Preisträger (von links): Marvin Feddersen, Frini Luise Leufer, Franziska Sophia Waide. Foto: Agentur 54°/John Garve

Zwei Männer spielen Gitarre und Kontrabass

Für die musikalische Umrahmung sorgten David Grabowski (Gitarre) und Florian Galow (Kontrabass). Foto: Agentur 54°/John Garve

Sitzende Teilnehmende blicken zum vorne stehenden Präsentator

Der Vorsitzende der Possehl-Stiftung, Max Schön, begrüßte die zahlreichen Gäste bei bei der Preisverleihung des Possehl-Ingenieurpreises 2024 im Bauforum der TH Lübeck. Foto: Agentur 54°/John Garve

Frau steht vorne am Rednerpult

Die Präsidentin der TH Lübeck, Muriel Helbig, betonte die optimistischen Signale, die von der Preisverleihung ausgehen. Foto: Agentur 54°/John Garve

Studentin hält Urkunde während zwei Personen applaudieren

Freude bei Betreuer und Gewinnerin: Prof. Dr. Nils Kohlhase applaudiert „seiner“ Studentin Frini Luise Leufer für ihre hervorragende Bachelorarbeit. Foto: Agentur 54°/John Garve

Zirka 20 Personen posieren für die Kamera teilweise mit Urkunde in der Hand

Die nominierten und Preisträger*innen. Foto: Agentur 54°/John Garve

Mit dem ersten Preis wurde Frini Luise Leufer für ihre Bachelorarbeit „Entwicklung eines Steckverbinders für die Übertragung digitaler Signale in der Medizintechnik“ ausgezeichnet. Tatsächlich gibt es aktuell keine Steckertechnologie für die Übertragung digitaler Signale, die die Norm für medizinisch-elektrische Geräte ICE 60601-1 (u.a.
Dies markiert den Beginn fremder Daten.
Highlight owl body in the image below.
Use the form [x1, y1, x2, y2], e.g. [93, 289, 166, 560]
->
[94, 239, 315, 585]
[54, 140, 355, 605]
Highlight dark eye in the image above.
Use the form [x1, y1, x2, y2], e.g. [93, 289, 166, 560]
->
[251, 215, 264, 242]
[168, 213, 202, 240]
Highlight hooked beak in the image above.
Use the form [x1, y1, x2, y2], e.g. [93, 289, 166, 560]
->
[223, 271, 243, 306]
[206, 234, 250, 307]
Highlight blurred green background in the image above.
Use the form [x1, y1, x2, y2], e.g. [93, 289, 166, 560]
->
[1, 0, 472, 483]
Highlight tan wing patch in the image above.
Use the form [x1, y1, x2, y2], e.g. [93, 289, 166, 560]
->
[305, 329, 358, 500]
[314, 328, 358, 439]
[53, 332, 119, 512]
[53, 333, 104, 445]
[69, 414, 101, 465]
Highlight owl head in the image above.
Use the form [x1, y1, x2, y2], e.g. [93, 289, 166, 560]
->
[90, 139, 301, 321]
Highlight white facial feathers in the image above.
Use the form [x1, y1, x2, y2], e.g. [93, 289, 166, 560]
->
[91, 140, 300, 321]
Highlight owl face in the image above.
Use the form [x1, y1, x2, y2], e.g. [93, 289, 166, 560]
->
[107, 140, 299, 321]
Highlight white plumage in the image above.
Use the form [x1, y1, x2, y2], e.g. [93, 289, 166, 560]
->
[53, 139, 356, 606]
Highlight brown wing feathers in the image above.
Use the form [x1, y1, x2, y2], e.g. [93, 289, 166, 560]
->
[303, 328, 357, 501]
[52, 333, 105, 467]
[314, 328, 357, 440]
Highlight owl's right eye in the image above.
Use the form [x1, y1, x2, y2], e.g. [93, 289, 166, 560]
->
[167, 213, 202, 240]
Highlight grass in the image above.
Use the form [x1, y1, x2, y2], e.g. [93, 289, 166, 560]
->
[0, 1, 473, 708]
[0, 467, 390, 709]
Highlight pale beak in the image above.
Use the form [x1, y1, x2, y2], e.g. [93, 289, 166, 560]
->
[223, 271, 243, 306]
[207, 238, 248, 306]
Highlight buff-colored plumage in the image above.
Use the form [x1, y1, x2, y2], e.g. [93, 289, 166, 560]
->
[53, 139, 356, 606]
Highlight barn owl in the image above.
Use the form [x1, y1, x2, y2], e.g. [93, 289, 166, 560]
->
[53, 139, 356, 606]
Desinfizierbarkeit, Handhabbarkeit mit einer Hand, elektrische Sicherheit, Gebrauchstauglichkeit) vollumfänglich erfüllt. Vergleichbare Steckverbindungen für die Medizintechnik sind aktuell nicht verfügbar, alle derzeit verwendeten Steckverbindungen arbeiten mit Ausnahmegenehmigungen. Das könnte nun anders werden: In ihrer Bachelorarbeit im Studiengang Maschinenbau, die sie bei der Drägerwerk AG schreibt und durch Prof. Dr. Nils Kohlhase betreut wird, entwickelte Frini Luise Leufer zwei funktionsfähige Prototypen: Einen wiederverwendbaren Steckverbinder und ein Einmalprodukt.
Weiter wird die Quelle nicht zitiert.